Joaquín Castilla is not only one of the main researchers on this and other prion diseases -the family to which fatal familial insomnia belongs-, but he is also the president of the Foundation that brings together those affected and their families. Actually, he has no family connection to this hereditary disease, although he does have a very strong professional and emotional connection. In 2013, after having worked in Switzerland and the United States as a university professor and researcher, he learned about a devastating case: a 12-year-old girl affected by fatal family insomnia and who died as a result of its effects.

This is the earliest case in the world in which a patient has developed this disease, a drama that would help to decant Castilla's involvement in this disease. The usual thing, in any case, is that carrier patients develop it around 50 or 55 years of age. The problems are triggered by abnormal production of prion proteins, faulty proteins that become infectious agents.

“Sleep control stops working properly because the neurons in the thalamus are dying. The name of the disease comes from that insomnia, which is often more of a non-refreshing sleep. It is one of the most characteristic manifestations of the disease. It occurs in almost all cases, although the symptom picture is much broader”, explains Castilla.

People who develop the disease also suffer from other conditions typical of neurodegenerative diseases: cognitive impairment, motor problems, dementia... Although there is also a characteristic of its own. “It is striking how quickly the disease develops. The deterioration is evident from week to week, and this occurs in a particular way with these prion diseases, unlike other neurodegenerative diseases that evolve more slowly. From the moment the first symptoms develop, the patients live between 6 and 18 months”, explains Joaquín Castilla.

The explanations of this researcher take on another aspect when Miren Vitoria recounts the terrible experiences of her family. In the last 25 years he has seen his grandfather, his great-uncle, his uncle and his aunt die from this disease. Last Christmas fatal familial insomnia reappeared in his family: his mother had begun to develop the disease. “In October she ran the Valencia half marathon. He finished it, though he realized it didn't come up to his usual mark. She started thinking about it, but she didn't tell us anything for a few months. His situation has gotten much worse since then, ”he explains.

Being a dominantly inherited disease, each descendant of a carrier person has a 50% chance of inheriting this genetic mutation. Many people claim the right not to know if they are carriers or not, at least until they decide to have children. “It is a point at which knowing it can change something, since through embryonic selection you can end the transmission from generation to generation. My brothers and I are clear that the suffering from this disease in this family will end us. We have suffered a lot”, says Miren Vitoria.

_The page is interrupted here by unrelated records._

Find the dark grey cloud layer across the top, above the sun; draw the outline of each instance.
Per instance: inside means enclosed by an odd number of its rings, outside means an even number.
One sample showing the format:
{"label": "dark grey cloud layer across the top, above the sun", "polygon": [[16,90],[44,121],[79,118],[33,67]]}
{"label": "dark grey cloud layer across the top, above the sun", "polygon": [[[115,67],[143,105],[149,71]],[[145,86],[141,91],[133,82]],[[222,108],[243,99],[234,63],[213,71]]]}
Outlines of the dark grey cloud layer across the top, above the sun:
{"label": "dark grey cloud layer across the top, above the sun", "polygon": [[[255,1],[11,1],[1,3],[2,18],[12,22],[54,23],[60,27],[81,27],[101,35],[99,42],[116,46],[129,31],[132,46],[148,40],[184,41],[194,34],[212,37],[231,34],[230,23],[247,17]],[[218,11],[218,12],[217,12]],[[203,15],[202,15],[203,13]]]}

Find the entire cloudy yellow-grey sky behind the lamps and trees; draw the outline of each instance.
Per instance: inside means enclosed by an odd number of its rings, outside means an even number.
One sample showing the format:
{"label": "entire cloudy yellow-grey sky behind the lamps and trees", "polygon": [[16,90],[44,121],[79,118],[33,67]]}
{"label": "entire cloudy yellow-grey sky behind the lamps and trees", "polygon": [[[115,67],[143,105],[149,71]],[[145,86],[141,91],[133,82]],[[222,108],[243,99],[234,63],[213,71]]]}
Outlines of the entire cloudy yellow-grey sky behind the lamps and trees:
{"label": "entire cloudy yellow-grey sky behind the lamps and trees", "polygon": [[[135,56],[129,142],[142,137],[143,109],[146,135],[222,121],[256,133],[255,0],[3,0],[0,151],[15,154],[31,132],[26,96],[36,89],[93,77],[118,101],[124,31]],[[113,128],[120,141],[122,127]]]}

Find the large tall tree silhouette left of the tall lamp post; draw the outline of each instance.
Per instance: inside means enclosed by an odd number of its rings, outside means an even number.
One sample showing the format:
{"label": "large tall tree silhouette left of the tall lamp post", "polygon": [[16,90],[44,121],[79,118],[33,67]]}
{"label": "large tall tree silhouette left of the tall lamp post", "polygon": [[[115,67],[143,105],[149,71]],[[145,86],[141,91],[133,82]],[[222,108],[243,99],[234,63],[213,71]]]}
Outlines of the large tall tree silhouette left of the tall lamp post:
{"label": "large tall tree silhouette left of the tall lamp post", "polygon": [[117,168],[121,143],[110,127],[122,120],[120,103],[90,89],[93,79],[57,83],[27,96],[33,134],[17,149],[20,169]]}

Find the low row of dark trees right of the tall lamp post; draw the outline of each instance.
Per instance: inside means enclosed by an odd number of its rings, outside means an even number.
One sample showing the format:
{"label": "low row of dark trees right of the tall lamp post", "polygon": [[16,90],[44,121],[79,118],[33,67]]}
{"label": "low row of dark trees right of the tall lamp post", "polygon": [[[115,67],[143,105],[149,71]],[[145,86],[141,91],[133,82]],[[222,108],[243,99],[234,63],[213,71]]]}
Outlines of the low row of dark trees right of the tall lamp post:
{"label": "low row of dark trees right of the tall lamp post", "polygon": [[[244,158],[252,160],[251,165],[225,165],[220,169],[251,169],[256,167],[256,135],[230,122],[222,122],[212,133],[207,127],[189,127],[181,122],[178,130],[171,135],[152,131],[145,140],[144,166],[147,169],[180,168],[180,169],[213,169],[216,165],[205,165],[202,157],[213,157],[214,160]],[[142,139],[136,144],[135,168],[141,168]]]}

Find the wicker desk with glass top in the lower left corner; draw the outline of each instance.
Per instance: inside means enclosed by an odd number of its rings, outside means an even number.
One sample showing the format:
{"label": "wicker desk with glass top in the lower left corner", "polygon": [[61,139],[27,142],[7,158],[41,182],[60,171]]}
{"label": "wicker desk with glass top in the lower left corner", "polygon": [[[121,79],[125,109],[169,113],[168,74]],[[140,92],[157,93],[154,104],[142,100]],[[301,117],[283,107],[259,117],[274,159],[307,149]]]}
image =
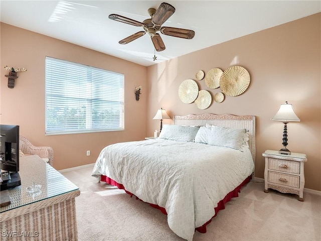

The Prion Diseases Foundation estimates that in Spain, one of the most affected areas of the world, there are currently around 200 carriers who will develop the disease at some point in their lives. Approximately half of them reside in the Basque Country: “The hypothesis is that this could have happened because a first patient who carried the mutation and who is called the founder, and whose origin could be from Eastern Europe, first migrated to Italy, to later settle in Álava where he had many offspring”.

Joaquín Castilla stresses that there are reasons for hope beyond the fruits that embryo selection can bring. Research centers in Spain, the United States and other European countries are working on promising therapies aimed at blocking the sudden destruction caused by prions. An American pharmaceutical company is also going to begin testing a drug that could change the living conditions of patients. It is the hope that families cling to that generation after generation have seen how insomnia became their worst nightmare.